Well a few months down the lane my MIL gets another notice, a visit by a collection agent and a visit by a guy who completes eviction process (jafti, for those new to this word). I talk to my cousin and he says he can not help and asks me to talk my friend. I call him and he literally threatens me. Yes, you read it right. Threaten. He tells me that this is all nothing new to him and he knows how to get out of this without paying and that my MIL will be pulled to the court and hence I need to pay up the whole due. He also adds that he is not talking to me for "my face", but for my MIL's face. (un moonjikkaga pesala da, un mamiyar moonjikkathan pesuren). Well, that is really cool, is it not.

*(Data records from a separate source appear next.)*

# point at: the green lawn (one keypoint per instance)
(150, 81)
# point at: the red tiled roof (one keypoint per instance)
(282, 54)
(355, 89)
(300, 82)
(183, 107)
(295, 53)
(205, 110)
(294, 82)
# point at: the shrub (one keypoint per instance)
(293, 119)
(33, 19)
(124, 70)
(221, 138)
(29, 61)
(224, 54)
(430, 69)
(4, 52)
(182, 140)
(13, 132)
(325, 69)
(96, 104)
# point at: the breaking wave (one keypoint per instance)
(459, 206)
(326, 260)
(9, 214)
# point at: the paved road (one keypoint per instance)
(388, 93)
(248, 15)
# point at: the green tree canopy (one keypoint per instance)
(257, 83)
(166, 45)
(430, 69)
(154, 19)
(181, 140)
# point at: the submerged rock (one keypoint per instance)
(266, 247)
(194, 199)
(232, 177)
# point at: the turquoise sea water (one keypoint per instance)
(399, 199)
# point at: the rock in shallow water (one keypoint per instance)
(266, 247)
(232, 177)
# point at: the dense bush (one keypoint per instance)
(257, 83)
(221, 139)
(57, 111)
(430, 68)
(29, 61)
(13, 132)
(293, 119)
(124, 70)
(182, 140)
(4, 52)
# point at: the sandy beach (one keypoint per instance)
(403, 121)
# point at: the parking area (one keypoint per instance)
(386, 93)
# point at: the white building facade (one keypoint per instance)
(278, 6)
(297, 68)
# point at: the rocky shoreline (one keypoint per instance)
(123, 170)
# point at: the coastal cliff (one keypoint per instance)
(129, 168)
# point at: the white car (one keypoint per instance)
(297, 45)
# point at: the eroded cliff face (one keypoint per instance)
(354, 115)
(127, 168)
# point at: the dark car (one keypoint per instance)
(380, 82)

Now I am running from pillar to post to get this sorted. Everyone I know tells me that I will end up paying the debt since it is my mistake (MIL's) of signing the surety. But with all the interest that has accumulated so far, it comes close to 4.5 Lakhs.

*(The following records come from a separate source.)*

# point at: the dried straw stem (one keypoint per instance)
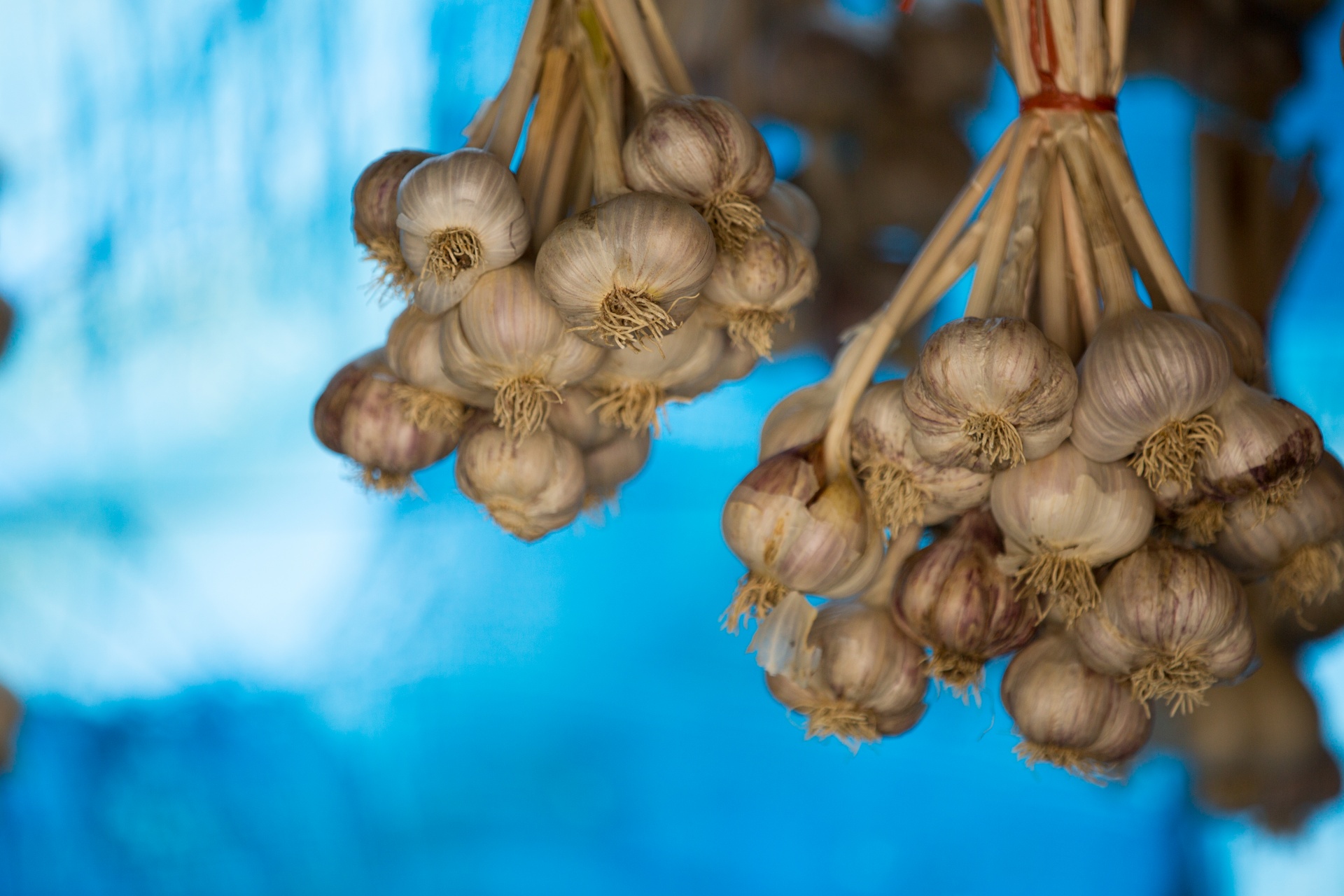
(523, 405)
(430, 412)
(895, 495)
(1310, 577)
(1172, 453)
(757, 596)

Now tell me. Is this not a costly lesson in friendship.? Is this not a costly lesson for being nice.? Is this not a costly lesson for trusting that friends wont screw you up.? Is this not a costly lesson for believing that your cousin will think for a minute before deciding how you came to know about things others claim that you know.? Is it not a costly lesson to understand that people close to you are actually scheming day and night to screw you up.?

Needed some place to share my frustration and what better way to write it out. Now I feel a little better.